L’après-annonce : le passage annoncé du militantisme au travail diplomatique
Pour le MAK, l’événement parisien ne constitue ni une fin en soi ni une proclamation abstraite. Belabbaci insiste : « Le 14 décembre marque le début d’une nouvelle étape », centrée sur l’action diplomatique. Des rencontres avec plusieurs gouvernements étrangers seraient déjà programmées dans les jours suivant la cérémonie, dans l’espoir d’obtenir des signaux de reconnaissance ou, à tout le moins, d’ouverture.
Si les dirigeants refusent de nommer les États approchés, ils affirment que « des discussions sont en cours sur plusieurs fronts » et que l’objectif est de bâtir progressivement un réseau d’appuis internationaux.
L’Algérie sous tension : riposte politique et mobilisation parallèle
Face à cette initiative, les autorités algériennes semblent préparer une réaction musclée. Selon les responsables du MAK, des dizaines d’autocars auraient été affrétés pour acheminer à Paris des manifestants chargés de dénoncer l’annonce d’indépendance et de réaffirmer l’attachement à l’unité nationale algérienne. Belabbaci minimise l’impact de cette contre-manifestation, y voyant « une tentative de diversion ».
Sur le terrain, en Kabylie, la situation demeure fragile. La région porte encore les stigmates des événements de 2021, et des centaines de militants sont toujours emprisonnés. Le MAK redoute une intensification de la répression à l’approche du 14 décembre, même si Belabbaci estime que « le pouvoir hésitera à provoquer une explosion sociale dans une région déjà en tension ».
Du statut d’autonomie à l’indépendance : un glissement conflictuel
Le MAK, initialement mouvement autonomiste, a progressivement glissé vers un discours indépendantiste. Pour ses dirigeants, ce basculement est la conséquence directe du refus de l’État algérien d’ouvrir un canal de dialogue, doublé d’un durcissement législatif — notamment via l’article 87 bis du code pénal — assimilant certaines revendications démocratiques à des actes terroristes.
Cette rupture totale entre le mouvement et les autorités explique, selon Belabbaci, pourquoi le 14 décembre représente « un point de non-retour ».
14 décembre : une date-limite entre deux époques
Indépendamment des suites concrètes que pourra connaître cette annonce, une chose semble acquise : le 14 décembre s’impose comme une date charnière dans l’histoire contemporaine de la Kabylie et dans la relation tumultueuse qu’elle entretient avec l’État algérien.
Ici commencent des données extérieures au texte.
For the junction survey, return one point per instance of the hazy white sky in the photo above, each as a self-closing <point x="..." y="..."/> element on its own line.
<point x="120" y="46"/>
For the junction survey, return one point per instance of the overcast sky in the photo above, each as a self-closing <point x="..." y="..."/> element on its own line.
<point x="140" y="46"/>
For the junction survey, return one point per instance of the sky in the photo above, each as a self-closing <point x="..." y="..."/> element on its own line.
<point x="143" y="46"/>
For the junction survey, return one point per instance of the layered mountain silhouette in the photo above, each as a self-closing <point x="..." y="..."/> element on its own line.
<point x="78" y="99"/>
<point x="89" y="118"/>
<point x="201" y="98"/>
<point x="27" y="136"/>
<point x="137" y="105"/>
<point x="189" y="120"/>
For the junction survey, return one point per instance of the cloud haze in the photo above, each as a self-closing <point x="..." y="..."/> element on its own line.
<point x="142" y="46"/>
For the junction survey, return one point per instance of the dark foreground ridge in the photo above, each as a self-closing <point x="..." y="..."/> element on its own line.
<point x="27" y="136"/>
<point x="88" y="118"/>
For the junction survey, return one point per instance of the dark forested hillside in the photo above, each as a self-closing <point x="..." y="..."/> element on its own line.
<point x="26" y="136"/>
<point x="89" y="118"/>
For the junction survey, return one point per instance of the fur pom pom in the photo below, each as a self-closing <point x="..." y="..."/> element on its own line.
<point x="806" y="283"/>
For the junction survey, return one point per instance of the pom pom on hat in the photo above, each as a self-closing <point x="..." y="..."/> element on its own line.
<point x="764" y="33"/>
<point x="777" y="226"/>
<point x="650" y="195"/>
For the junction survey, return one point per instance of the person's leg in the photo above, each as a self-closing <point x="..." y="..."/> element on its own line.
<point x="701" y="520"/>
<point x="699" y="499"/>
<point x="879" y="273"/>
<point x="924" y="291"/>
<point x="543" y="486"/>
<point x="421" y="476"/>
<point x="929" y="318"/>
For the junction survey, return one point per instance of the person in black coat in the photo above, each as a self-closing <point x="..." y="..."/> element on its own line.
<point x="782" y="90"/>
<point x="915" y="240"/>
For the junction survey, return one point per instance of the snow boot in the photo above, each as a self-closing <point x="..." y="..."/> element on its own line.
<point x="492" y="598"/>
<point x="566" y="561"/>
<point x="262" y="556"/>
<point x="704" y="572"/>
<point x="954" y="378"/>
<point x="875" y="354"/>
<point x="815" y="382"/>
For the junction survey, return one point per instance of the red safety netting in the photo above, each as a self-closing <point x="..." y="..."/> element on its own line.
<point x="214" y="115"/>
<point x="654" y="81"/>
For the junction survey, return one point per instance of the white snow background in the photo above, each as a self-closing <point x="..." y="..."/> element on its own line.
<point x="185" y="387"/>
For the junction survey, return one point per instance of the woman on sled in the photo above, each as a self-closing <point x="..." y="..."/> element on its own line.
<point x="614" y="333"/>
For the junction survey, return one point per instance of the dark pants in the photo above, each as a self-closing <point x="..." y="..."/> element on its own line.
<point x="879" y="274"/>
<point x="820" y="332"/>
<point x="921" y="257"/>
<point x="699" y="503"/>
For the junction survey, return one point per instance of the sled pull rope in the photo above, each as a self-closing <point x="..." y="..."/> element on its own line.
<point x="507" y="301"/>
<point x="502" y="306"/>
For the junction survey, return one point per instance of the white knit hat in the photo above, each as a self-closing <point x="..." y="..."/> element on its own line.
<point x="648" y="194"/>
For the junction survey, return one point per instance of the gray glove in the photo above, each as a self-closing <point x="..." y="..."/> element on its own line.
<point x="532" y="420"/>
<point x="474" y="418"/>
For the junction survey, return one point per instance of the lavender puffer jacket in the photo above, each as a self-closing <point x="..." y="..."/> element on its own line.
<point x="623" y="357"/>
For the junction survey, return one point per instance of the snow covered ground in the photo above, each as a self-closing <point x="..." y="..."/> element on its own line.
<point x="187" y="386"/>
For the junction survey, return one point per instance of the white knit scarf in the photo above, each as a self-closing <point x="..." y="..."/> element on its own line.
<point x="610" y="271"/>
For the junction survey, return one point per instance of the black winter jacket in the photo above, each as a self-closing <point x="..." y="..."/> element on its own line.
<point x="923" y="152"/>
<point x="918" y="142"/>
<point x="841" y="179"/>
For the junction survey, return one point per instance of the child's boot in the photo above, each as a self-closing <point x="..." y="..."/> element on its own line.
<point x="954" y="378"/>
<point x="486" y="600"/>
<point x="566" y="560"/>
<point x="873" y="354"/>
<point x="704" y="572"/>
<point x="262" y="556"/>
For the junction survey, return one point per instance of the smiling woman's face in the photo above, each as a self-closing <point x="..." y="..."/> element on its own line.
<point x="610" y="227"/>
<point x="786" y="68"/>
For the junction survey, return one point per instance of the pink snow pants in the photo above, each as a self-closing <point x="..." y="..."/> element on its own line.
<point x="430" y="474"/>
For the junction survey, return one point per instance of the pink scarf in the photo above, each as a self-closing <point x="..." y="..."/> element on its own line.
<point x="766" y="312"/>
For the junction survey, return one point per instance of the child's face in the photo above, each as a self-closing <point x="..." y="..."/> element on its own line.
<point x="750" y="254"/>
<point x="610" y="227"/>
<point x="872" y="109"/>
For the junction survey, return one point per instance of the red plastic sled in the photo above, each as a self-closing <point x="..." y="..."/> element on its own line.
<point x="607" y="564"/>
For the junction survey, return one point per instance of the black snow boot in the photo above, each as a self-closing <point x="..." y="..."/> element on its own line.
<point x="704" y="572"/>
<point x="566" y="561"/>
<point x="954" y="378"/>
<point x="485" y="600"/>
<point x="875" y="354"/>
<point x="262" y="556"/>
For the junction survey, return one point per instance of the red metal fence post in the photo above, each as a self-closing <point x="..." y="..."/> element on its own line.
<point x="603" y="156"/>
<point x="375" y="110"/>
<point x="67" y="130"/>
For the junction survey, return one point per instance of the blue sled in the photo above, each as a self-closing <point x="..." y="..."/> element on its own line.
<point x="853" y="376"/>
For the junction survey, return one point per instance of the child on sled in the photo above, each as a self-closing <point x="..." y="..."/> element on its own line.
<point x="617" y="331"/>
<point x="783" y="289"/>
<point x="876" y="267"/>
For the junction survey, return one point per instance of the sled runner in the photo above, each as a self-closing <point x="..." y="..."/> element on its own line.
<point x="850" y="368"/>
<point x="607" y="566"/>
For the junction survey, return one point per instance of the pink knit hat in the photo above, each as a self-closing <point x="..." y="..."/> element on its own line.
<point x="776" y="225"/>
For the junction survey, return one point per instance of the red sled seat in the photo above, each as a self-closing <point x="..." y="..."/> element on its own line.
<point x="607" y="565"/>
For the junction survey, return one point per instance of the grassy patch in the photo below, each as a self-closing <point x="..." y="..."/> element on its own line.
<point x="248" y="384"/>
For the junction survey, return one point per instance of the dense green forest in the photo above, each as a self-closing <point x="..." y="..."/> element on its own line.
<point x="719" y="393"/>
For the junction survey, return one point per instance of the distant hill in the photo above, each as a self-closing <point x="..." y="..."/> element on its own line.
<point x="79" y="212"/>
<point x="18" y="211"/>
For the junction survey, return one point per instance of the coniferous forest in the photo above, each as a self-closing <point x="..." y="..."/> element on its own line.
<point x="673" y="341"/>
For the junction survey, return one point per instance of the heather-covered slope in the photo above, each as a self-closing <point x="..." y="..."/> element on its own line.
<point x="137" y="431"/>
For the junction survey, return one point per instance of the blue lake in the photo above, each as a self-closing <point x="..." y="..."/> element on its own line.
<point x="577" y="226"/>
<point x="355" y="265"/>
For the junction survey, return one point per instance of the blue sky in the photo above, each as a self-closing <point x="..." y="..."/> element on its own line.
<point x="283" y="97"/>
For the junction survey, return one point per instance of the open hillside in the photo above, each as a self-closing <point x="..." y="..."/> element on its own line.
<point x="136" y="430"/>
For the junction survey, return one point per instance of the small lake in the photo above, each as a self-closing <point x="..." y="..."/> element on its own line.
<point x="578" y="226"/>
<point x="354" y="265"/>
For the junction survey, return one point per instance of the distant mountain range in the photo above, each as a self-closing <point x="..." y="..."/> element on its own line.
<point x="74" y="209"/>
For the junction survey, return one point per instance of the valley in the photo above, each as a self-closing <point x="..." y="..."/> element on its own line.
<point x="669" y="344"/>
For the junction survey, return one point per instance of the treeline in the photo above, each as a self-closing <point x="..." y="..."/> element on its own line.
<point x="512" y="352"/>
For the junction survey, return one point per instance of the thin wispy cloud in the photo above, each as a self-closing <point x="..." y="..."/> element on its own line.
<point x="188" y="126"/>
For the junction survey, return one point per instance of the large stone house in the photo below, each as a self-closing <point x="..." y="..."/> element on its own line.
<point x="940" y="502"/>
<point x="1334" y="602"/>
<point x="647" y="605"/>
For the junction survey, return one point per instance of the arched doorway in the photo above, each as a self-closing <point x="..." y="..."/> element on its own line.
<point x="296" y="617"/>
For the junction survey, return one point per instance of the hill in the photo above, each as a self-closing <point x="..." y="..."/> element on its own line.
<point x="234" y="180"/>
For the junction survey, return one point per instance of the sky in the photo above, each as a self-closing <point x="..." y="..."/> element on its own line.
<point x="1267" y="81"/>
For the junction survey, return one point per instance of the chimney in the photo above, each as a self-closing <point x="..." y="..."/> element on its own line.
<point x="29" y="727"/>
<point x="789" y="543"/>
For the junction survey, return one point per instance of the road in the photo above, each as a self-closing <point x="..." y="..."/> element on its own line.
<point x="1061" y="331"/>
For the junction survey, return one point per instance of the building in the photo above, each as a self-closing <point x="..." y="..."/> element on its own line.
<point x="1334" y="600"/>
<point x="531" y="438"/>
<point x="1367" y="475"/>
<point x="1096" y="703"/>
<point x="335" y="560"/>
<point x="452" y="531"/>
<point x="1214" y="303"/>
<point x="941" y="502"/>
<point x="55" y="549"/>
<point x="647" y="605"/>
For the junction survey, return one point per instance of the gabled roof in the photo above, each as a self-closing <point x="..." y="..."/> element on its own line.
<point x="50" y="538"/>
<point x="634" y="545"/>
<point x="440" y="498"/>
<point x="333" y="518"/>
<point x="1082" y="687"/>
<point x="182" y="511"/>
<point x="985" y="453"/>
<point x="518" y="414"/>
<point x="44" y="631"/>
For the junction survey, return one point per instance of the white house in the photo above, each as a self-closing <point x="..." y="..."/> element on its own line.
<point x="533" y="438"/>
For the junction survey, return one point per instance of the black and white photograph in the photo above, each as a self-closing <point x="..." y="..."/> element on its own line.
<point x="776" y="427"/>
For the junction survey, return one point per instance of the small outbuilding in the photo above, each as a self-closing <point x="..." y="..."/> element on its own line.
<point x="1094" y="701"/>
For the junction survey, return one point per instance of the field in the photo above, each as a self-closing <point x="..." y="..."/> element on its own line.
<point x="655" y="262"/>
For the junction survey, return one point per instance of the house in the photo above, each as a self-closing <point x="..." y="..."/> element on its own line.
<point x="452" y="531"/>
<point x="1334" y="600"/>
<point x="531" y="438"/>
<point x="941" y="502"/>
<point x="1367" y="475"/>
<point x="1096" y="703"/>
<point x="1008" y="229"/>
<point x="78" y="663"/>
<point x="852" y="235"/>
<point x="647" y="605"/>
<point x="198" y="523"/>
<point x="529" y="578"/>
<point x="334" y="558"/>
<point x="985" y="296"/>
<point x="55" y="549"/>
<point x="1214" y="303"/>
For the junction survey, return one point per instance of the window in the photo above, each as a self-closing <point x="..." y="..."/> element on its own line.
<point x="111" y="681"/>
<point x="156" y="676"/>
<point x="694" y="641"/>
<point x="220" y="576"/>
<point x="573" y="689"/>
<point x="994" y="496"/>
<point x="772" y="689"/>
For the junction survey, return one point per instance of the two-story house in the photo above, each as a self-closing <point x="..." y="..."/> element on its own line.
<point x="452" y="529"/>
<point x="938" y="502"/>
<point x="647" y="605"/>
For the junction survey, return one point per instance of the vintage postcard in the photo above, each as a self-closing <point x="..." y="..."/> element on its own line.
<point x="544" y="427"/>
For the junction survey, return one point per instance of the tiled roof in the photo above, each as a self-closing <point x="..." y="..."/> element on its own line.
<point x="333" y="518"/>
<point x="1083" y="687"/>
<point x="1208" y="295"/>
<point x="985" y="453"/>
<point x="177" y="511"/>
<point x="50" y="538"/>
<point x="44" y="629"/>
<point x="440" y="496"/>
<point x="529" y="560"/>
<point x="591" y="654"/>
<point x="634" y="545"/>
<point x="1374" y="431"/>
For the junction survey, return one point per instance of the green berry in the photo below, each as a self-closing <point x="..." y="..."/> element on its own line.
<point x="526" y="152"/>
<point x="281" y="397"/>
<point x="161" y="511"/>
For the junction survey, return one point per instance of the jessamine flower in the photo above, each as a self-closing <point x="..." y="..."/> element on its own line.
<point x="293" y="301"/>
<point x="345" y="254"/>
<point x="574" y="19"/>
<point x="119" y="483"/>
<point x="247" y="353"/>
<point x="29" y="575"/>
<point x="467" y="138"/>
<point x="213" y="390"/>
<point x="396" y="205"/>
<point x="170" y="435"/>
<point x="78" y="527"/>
L’événement marque, pour reprendre les mots du vice-président du MAK, « la séparation entre deux temps : celui des revendications et celui de l’action ». En d’autres termes, la Kabylie entrera, selon la vision du mouvement, dans une nouvelle séquence politique où il s’agira non plus seulement de dénoncer, mais d’exister diplomatiquement.
Reste à savoir si ce passage du symbolique au politique pourra réellement s’opérer, et si la dynamique internationale recherchée prendra forme au-delà de l’effet d’annonce.
Mais une certitude demeure , l’histoire de la région ne sera plus écrite de la même manière après le 14 décembre.